McCain has made a very good move in his choice for VP. First, the largest single demographic in America is women and it is clear the pain felt around Hillary has not and will not completely dissipate. In addition he has brought a person very acceptable to the fiscally conservative base of his own party. The VP debate will be fascinating. Biden can’t be too hard on her without coming off as the bully and she doesn’t have to win she just needs to not lose. Advantage McCain/Palin.
I give McCain/Palin the edge in the events of the last two days.
This is great to watch. We are faced with two very viable options.
Hopefully Senator McCain and the other speakers at the Republican convention will carefully examine Senator Obama’s speech, as Mr. Morris suggests. Unfortunately, Senator Obama’s only demonstrable skill is in talking; he has no track record in actually translating words into deeds. Because his words are not disciplined by practical considerations, it appears he feels no need to deal with mundane concerns, such as whether his numbers add up, or whether his new domenstic programs would be any more successful than the failed social-spending of the past.
Indeed, it is significant that Senator Obama has no legislative achievements, and no successful executive experience. (It appears that Obama’s only executive experience was a complete failure that showed gross incompetence and horrible judgment — his disastrous educational “charity” with an unrepentant domestic terrorist, which wasted over 100 million dollars before it collapsed. For some reason, Senator Obama has not been highlighting that executive experience.)
I chose not to watch it.
Think there was a re-run on television or something.
Remarkably, my life hasn’t changed after his speech.

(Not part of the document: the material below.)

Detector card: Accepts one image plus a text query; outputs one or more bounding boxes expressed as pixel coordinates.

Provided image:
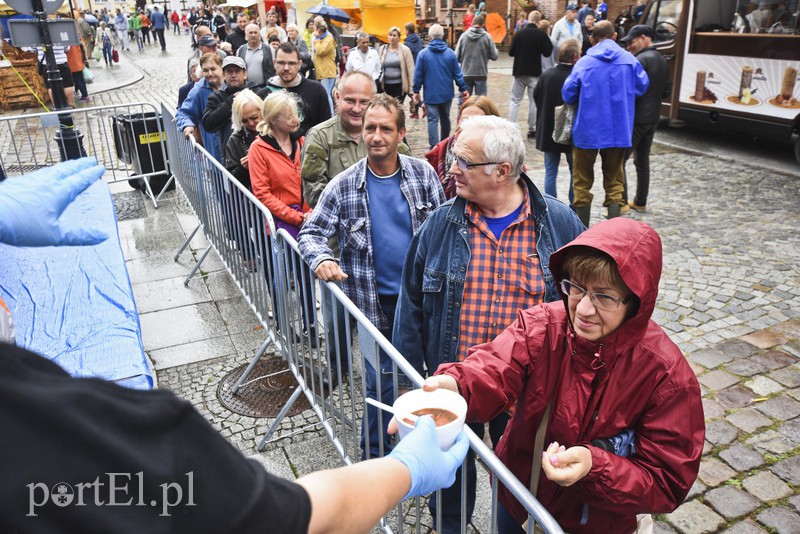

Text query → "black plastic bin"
[112,111,175,195]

He still hasn’t done anything, except make a statement about Sarah Palin and then have to retract it and blame it on overzealous people in his staff.
Hmmm… Obama blaming others. Haven’t we heard that before based on questionnaires filled out?
Once again, I didn’t listen to Obama’s speech, just saw snippets of it on the talk shows. Here’s my problem with the liberal mentality. If they put on a big, spectacular show, fill up a stadium, and make it as flashy as possible, they think that everyone will fall in line like lemmings.
It’s like talking to a beautiful woman who has nothing to say. After awhile, you become bored.
Sarah Palin is a beautiful woman who has plenty to say. She’s involved an active and her defining moment is when she made the choice to keep her child and talk about how blessed she is to have that child.
People likened Obama’s speech to the grandeur of the Olympics opening ceremony. But the Olympics are over and we’re ready to move on.
What’s Barrack Obama’s end game? To have Joe Biden attack John McCain, showing that it’s business as usual.
To keep using words and talking about change when John McCain shows action and provides change in the form of Sarah Palin.
To keep making excuses for all of the choices and people that he has been associated with?
I just think you have Sarah Palin talk about her family, her church going experience and her relationship with her pastor, and how she knows everything about him, and how involved that he’s been in their lives… and it points out the hypocrisy of Obama’s relationship with Wright.
I just think you have Sarah Palin talk about her children and how their safety is her main concern and she couldn’t think about associating anyone who would harm children by blowing up buildings and killing their parents and saying that it still wasn’t enough.
If she can do it in a nice, subtle way that doesn’t provoke an outcry from Obama about people using the race card, then I think it underscores how legitimely intellectually dishonest Barrack Obama is.